While traditional curses—inverted blessings wishing that something bad should befall the curser’s victim—largely fell out of use in English at some point after Shakespeare’s death and before Hemingway’s birth, they remained widespread in Yiddish well into the 20th century. When I studied Yiddish in Vilnius, Lithuania, for instance, I took a tour of the city with Fania Branstovsky, a graduate of the city’s prewar, secular Yiddish school system.
Fania told us that when she was in fourth or fifth grade her class was sent to a fish market to collect the elaborate curses that the women fishmongers used to yell at each other. Among them were such particularly vile gems as “may an umbrella open in your belly.”
Although it may seem strange or quixotic to send children on field trips to learn curses it was actually a serious exercise in collecting folklore. Among many things, Yiddish curses reveal not only how Jews lived but also their knowledge of biblical legends, what type of illnesses they feared, what forms of social relations they felt were taboo and how tragedies were both understood and mocked.
There are books and even formal academic studies documenting thousands of such Yiddish curses and their evolution. Such maledictions run the gamut from cute and facetious to downright vicious and obscene. Here are some great ones that aren’t too dirty, lewd or disturbing to be published.
1) May your bones be broken as often as the ten commandments.
2) May you either have to use the toilet every three minutes or every three months.
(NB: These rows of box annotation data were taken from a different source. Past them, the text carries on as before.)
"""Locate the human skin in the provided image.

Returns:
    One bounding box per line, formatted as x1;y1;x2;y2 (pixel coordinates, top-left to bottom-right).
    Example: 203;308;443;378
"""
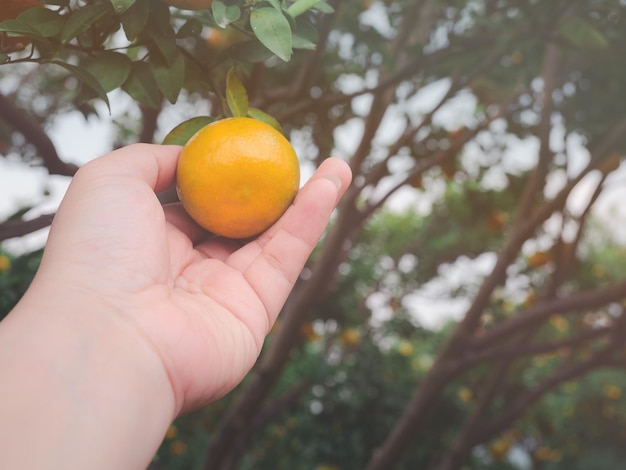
0;144;351;469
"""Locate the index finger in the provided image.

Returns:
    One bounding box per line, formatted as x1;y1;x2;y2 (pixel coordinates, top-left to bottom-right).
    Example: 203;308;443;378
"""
228;158;351;326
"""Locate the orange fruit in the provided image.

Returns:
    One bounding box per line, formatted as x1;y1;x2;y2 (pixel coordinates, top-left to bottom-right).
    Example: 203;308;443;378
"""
176;117;300;238
164;0;213;10
206;26;250;51
0;0;43;52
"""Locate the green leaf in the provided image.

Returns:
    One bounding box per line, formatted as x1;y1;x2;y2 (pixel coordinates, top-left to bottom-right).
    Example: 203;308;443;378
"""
85;51;132;92
61;3;113;43
150;54;185;104
250;7;292;62
313;0;335;13
248;108;283;133
163;116;217;145
146;2;179;65
51;60;111;112
122;0;150;41
222;40;272;64
267;0;282;11
559;16;609;49
17;8;65;38
122;62;161;109
111;0;135;15
292;21;319;50
176;18;202;39
0;20;41;37
226;67;248;117
287;0;320;18
211;0;241;28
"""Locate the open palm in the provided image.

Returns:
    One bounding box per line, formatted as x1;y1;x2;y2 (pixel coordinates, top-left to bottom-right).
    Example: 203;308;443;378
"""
40;144;350;411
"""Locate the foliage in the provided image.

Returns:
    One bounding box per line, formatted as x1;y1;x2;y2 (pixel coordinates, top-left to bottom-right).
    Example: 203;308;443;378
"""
0;0;626;470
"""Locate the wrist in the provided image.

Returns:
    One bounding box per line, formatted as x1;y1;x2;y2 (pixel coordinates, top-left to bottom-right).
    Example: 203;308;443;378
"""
0;282;175;468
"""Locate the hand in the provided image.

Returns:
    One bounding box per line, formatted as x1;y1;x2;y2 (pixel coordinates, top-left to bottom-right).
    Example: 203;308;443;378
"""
33;145;350;410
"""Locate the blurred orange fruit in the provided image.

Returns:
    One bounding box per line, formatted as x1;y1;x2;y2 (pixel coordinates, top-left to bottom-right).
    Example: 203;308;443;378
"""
176;117;300;238
206;26;250;51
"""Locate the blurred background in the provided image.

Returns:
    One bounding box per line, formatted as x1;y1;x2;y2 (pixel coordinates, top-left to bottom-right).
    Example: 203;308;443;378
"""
0;0;626;470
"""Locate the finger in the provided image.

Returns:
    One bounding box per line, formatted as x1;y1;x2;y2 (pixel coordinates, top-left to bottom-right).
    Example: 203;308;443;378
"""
163;203;209;245
79;144;181;192
228;158;351;327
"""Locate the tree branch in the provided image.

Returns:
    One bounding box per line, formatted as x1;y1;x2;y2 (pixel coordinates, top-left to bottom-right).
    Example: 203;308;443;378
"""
0;94;78;176
472;281;626;349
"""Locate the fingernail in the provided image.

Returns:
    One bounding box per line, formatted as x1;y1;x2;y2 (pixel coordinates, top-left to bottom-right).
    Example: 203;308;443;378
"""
324;175;341;189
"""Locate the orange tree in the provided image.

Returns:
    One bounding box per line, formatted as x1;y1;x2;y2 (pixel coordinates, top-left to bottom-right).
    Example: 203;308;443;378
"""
0;0;626;470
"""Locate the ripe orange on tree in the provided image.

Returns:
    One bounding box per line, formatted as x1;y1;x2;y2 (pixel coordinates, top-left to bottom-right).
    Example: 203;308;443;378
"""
176;117;300;238
164;0;213;10
0;0;43;52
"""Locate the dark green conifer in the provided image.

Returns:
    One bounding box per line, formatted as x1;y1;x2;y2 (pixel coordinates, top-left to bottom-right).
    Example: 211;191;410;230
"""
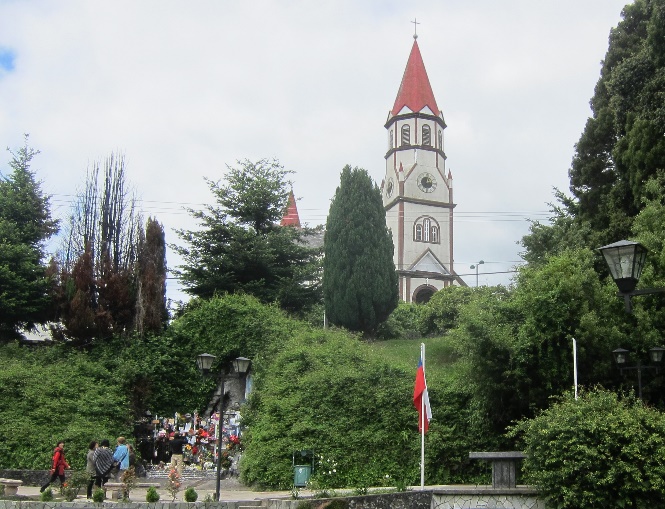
323;165;398;334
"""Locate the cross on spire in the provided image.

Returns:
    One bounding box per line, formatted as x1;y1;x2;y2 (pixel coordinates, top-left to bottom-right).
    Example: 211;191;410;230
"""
411;18;420;39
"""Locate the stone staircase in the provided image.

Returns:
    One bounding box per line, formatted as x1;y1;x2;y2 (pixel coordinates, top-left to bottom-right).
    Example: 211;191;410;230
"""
146;468;216;480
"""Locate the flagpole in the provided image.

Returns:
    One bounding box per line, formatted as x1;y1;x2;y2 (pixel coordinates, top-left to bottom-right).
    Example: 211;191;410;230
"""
420;343;427;490
573;338;577;400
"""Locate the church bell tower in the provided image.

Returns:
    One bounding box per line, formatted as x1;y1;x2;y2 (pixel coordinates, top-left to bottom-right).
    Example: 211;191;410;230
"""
382;35;464;302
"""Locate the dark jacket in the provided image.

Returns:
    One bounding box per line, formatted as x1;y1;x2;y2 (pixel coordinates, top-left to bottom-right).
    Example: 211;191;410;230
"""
93;447;114;476
169;437;187;454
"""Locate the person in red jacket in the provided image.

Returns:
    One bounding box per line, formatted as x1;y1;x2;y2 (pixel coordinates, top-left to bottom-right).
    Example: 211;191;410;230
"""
39;442;69;493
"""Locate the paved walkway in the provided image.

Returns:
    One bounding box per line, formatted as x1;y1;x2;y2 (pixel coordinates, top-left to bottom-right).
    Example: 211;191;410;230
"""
18;479;311;503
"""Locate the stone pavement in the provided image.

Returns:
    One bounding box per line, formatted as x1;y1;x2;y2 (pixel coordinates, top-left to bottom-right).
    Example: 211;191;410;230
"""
13;478;311;504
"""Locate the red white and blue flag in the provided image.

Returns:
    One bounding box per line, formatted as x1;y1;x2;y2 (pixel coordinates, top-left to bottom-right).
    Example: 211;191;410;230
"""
413;349;432;433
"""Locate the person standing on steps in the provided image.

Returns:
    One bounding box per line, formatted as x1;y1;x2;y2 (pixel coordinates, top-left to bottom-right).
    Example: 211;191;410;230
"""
85;440;97;499
92;439;114;488
170;431;187;478
39;442;69;493
113;437;129;481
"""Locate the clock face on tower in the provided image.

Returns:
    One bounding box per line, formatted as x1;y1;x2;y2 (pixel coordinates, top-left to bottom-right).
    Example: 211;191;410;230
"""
418;173;436;193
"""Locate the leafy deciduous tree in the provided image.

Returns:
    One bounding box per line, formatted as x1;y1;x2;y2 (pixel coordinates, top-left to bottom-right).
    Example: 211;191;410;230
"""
172;159;320;311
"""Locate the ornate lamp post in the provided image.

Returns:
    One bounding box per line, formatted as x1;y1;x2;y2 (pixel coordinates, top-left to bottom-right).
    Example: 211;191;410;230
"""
196;353;252;501
469;260;485;288
612;346;665;400
598;240;665;313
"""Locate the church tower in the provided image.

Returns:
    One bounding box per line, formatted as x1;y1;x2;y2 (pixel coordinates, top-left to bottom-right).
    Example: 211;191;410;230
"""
382;35;464;302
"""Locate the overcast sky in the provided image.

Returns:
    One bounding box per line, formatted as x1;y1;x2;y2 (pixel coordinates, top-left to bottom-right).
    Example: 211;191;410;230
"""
0;0;626;299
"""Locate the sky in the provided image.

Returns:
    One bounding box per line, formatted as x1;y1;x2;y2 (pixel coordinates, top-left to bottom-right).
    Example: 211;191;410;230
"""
0;0;626;300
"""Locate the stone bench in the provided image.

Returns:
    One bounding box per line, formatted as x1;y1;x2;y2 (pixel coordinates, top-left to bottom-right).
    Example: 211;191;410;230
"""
0;479;23;497
104;482;160;500
469;451;526;488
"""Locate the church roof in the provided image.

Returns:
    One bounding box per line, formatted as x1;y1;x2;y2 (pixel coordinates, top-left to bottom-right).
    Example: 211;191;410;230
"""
391;40;441;115
279;191;300;228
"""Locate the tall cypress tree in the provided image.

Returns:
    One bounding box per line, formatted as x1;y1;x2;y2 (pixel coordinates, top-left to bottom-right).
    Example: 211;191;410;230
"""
323;165;399;334
0;135;58;338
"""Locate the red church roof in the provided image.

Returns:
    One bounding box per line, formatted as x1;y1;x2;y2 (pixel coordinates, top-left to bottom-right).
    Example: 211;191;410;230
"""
392;40;441;115
279;191;300;228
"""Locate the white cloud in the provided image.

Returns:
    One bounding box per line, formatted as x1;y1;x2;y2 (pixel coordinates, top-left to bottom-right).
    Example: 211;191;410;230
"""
0;0;623;300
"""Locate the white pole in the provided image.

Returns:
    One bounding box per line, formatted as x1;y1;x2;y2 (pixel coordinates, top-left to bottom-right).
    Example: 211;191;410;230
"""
420;343;427;490
573;338;577;401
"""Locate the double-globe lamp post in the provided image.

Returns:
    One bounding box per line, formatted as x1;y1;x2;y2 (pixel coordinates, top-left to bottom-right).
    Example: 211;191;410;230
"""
196;353;252;501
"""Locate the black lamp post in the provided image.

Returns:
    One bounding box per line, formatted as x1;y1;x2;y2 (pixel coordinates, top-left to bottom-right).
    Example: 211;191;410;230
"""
469;260;485;288
196;353;252;501
612;346;665;400
598;240;665;313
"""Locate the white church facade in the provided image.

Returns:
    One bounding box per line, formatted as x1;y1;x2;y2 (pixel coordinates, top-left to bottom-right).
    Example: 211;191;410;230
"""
381;36;466;303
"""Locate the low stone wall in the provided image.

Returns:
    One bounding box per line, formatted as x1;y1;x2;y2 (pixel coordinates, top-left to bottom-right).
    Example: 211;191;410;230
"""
0;470;50;486
263;490;432;509
431;486;545;509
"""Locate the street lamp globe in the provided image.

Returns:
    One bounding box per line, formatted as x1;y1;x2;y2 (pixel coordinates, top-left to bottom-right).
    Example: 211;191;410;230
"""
649;346;665;366
598;240;647;293
196;353;217;375
612;348;630;368
233;357;252;374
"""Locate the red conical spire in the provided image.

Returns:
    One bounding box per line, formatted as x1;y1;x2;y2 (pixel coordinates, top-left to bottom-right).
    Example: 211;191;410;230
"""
391;40;441;115
279;190;300;228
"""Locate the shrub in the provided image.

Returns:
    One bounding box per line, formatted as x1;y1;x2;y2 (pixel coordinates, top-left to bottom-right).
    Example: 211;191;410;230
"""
326;498;349;509
145;486;159;504
511;389;665;509
185;487;199;502
39;488;53;502
92;488;106;504
60;483;78;502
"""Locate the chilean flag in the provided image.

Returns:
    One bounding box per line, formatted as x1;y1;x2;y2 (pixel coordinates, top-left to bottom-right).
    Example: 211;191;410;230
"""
413;354;432;433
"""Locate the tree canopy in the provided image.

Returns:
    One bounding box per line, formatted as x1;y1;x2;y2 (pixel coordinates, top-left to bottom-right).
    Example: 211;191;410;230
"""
522;0;665;261
323;165;399;333
172;159;321;311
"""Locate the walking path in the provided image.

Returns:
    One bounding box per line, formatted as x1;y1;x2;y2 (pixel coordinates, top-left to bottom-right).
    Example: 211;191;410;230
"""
18;478;312;503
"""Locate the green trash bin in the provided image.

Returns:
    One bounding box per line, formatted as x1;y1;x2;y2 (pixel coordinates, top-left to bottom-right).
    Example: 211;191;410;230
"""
293;451;314;488
293;465;312;488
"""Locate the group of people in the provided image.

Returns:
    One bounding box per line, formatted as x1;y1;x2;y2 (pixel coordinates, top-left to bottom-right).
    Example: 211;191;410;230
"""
40;437;137;498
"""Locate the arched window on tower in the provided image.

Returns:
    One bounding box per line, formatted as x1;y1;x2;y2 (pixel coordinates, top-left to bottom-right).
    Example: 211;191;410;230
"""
423;124;432;147
413;216;440;244
402;124;411;145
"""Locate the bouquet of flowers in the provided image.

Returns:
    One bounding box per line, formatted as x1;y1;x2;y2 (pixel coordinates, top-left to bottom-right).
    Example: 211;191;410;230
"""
166;468;182;501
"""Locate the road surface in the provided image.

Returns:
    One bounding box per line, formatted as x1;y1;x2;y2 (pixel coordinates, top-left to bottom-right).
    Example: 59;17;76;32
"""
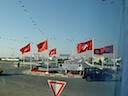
0;63;120;96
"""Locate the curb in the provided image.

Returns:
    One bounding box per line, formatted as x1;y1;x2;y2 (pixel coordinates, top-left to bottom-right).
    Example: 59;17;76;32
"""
22;70;82;78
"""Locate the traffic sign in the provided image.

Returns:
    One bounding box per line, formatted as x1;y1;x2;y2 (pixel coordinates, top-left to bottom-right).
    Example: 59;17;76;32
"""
48;80;66;96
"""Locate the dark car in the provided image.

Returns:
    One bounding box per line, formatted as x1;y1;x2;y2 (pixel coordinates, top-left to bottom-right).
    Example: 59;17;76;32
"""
83;67;112;81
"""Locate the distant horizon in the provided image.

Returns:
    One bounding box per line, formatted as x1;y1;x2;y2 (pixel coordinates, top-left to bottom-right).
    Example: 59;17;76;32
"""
0;0;124;57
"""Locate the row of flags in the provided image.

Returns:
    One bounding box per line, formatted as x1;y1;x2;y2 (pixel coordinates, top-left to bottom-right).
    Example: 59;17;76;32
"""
20;40;57;56
20;40;114;56
77;40;114;55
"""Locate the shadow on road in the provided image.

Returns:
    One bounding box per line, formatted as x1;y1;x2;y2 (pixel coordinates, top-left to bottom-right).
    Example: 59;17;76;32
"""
0;73;21;76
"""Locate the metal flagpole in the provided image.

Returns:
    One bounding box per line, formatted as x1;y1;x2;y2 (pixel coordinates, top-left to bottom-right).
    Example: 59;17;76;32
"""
113;45;116;67
92;38;94;65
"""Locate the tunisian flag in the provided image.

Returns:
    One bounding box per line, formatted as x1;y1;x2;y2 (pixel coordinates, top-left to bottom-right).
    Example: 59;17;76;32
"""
20;43;31;54
94;45;114;55
49;48;57;56
77;40;92;53
37;40;48;52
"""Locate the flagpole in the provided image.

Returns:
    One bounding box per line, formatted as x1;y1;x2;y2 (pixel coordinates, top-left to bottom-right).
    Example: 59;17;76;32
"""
22;54;25;66
113;45;115;67
92;38;94;65
45;39;49;74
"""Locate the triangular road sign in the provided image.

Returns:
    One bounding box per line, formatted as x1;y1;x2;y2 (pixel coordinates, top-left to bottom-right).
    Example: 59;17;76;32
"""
48;80;66;96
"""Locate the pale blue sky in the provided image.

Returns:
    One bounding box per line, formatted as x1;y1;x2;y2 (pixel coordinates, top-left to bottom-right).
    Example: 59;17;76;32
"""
0;0;122;57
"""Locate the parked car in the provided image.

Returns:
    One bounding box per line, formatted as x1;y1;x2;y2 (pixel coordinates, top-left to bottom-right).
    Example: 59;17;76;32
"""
36;62;44;67
82;67;113;81
0;68;3;74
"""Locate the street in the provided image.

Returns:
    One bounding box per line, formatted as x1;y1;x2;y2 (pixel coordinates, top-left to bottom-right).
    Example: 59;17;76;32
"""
0;63;120;96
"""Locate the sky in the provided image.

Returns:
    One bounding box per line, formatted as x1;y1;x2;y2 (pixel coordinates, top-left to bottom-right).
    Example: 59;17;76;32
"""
0;0;123;57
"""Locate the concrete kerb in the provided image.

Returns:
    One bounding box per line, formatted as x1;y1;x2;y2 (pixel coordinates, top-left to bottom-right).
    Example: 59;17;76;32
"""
22;70;82;78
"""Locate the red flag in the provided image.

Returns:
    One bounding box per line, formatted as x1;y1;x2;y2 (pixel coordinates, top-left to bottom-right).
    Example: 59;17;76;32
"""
77;40;92;53
49;48;57;56
20;43;31;54
37;40;48;52
94;45;114;55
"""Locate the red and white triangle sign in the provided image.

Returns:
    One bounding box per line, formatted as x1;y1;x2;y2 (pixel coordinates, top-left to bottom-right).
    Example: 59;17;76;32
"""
48;80;66;96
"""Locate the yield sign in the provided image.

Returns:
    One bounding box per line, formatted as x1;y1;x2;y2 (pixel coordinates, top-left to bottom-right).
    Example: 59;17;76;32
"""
48;80;66;96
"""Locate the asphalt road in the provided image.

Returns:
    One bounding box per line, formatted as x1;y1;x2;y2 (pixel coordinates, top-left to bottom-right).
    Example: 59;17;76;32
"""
0;63;120;96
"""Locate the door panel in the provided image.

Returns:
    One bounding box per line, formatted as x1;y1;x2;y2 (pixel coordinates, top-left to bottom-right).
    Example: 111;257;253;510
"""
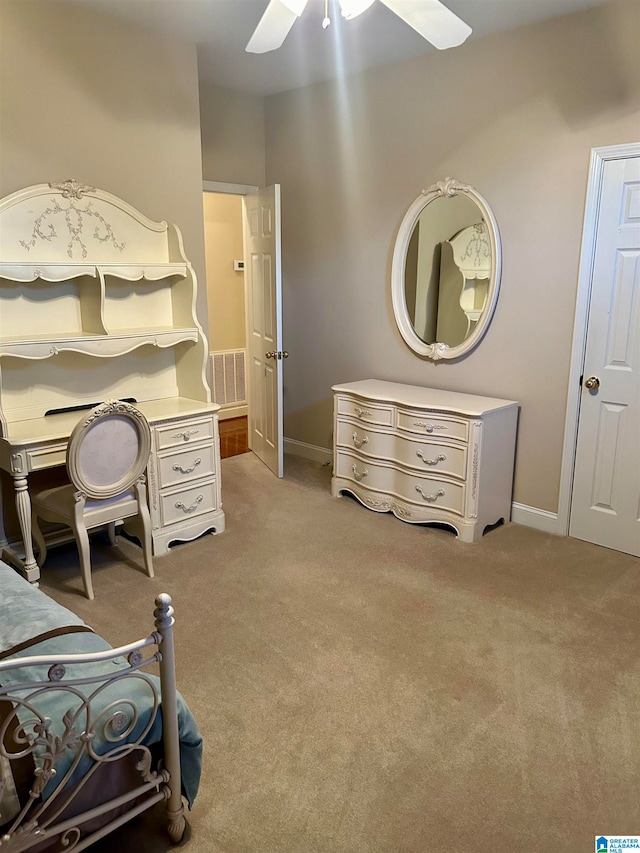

3) May I have the pleasure of sowing your funeral shroud.
4) May your son vomit out his mother’s milk.
5) May all your teeth fall out but one and may that one give you a toothache.
6) God should help you like cupping helps the dead.
7) May you be as healthy and tough as iron, so much so that you can’t bend over.
8) May your enemies sprain their ankles dancing on your grave.
9) May the only thing blessed about you be your troubles.
10) May you have the joys of Job and the successes of Pharaoh.
Despite my criticisms, Gersh Kuntzman’s article did provide one great service to me: it led me to the realization that the tragic events of 2016 were in many ways like a series of particularly twisted Yiddish curses. For starters, there are actually dozens of Yiddish curses wishing “bad years” upon their victims. Among them are “may an evil year befall you,” “may your year be covered in darkness” and “may your year be like a dark pit.”